June 2013 Br J Cardiol 2013;20:61–4 doi :10.5837/bjc.2013.16

Assessing kidney function in oral anticoagulant prescribing: an aid for safer drug and dose choices

Su Wood, Duncan Petty, Matthew Fay, Andrew Lewington

Abstract

Incidence of stroke attributable to atrial fibrillation increases from 1.5% at age 50–59 years to 23.5% at age 80–89 years. The use of oral anticoagulants to reduce the risk of stroke is well established, but all the available agents can cause bleeds if used in excess dose, in high-risk patients or in patients with reduced kidney function.

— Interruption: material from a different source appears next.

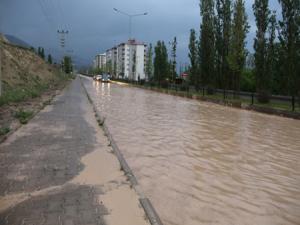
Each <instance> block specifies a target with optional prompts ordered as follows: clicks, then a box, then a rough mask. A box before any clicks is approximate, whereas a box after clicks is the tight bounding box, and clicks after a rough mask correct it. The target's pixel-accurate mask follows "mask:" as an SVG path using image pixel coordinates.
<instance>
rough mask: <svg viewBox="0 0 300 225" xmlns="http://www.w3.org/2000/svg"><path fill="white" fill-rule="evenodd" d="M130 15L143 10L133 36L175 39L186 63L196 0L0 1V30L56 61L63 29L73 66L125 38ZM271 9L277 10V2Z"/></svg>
mask: <svg viewBox="0 0 300 225" xmlns="http://www.w3.org/2000/svg"><path fill="white" fill-rule="evenodd" d="M252 4H253V0H246V8H247V14H248V16H249V24H250V25H251V29H250V33H249V35H248V39H247V42H248V44H247V47H248V48H249V49H250V50H251V49H252V45H253V38H254V35H255V23H254V17H253V12H252ZM113 8H118V9H119V10H122V11H125V12H127V13H129V14H137V13H143V12H148V13H149V14H148V15H147V16H142V17H137V18H134V19H133V22H132V24H133V37H135V38H136V39H138V40H140V41H144V42H146V43H155V42H156V41H157V40H164V41H165V42H166V43H168V42H169V41H171V40H172V39H173V37H174V36H176V37H177V39H178V62H181V63H186V62H188V57H187V54H188V39H189V31H190V29H191V28H194V29H196V30H197V31H199V26H200V13H199V0H25V1H24V0H0V32H2V33H5V34H11V35H14V36H16V37H19V38H21V39H22V40H24V41H26V42H27V43H29V44H30V45H32V46H34V47H37V46H43V47H44V48H45V49H46V51H47V52H50V53H51V54H53V55H55V56H56V57H61V56H62V54H63V53H62V49H61V48H60V46H59V36H58V34H57V30H58V29H59V30H68V31H69V34H68V35H67V39H66V48H65V49H66V50H65V51H67V52H68V54H73V56H74V58H75V61H76V63H78V64H82V63H85V64H86V63H91V62H92V58H93V56H94V55H96V54H97V53H101V52H104V51H105V50H106V49H108V48H110V47H112V46H113V45H115V44H118V43H120V42H123V41H125V40H127V39H128V36H129V31H128V30H129V29H128V23H129V22H128V18H127V17H126V16H124V15H121V14H118V13H116V12H115V11H113ZM270 8H271V9H272V10H277V11H280V9H279V6H278V1H277V0H270Z"/></svg>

This article highlights the need to assess kidney function as stated in the newly published European Heart Rhythm Association (EHRA) of the European Society of Cardiology (ESC) practical guide on the use of the new oral anticoagulants (NOACs).1 The EHRA guide has a section on NOACs for patients with chronic kidney disease (CKD) where it is stated that “a careful follow-up of renal function is required in CKD patients, since all (NOACs) are cleared more or less by the kidney”. It continues “in the context of NOAC treatment, creatinine clearance is best assessed by the Cockcroft method, as this was used in most NOAC trials”.

The authors discuss the issues and present a simple guide on why and how to use the Cockcroft Gault equation for kidney function estimation. They also note that for drug and dosing decisions, reduced kidney function, for whatever reason (not just where a patient has been assessed as having CKD), needs to be assessed to reduce the risk of harm.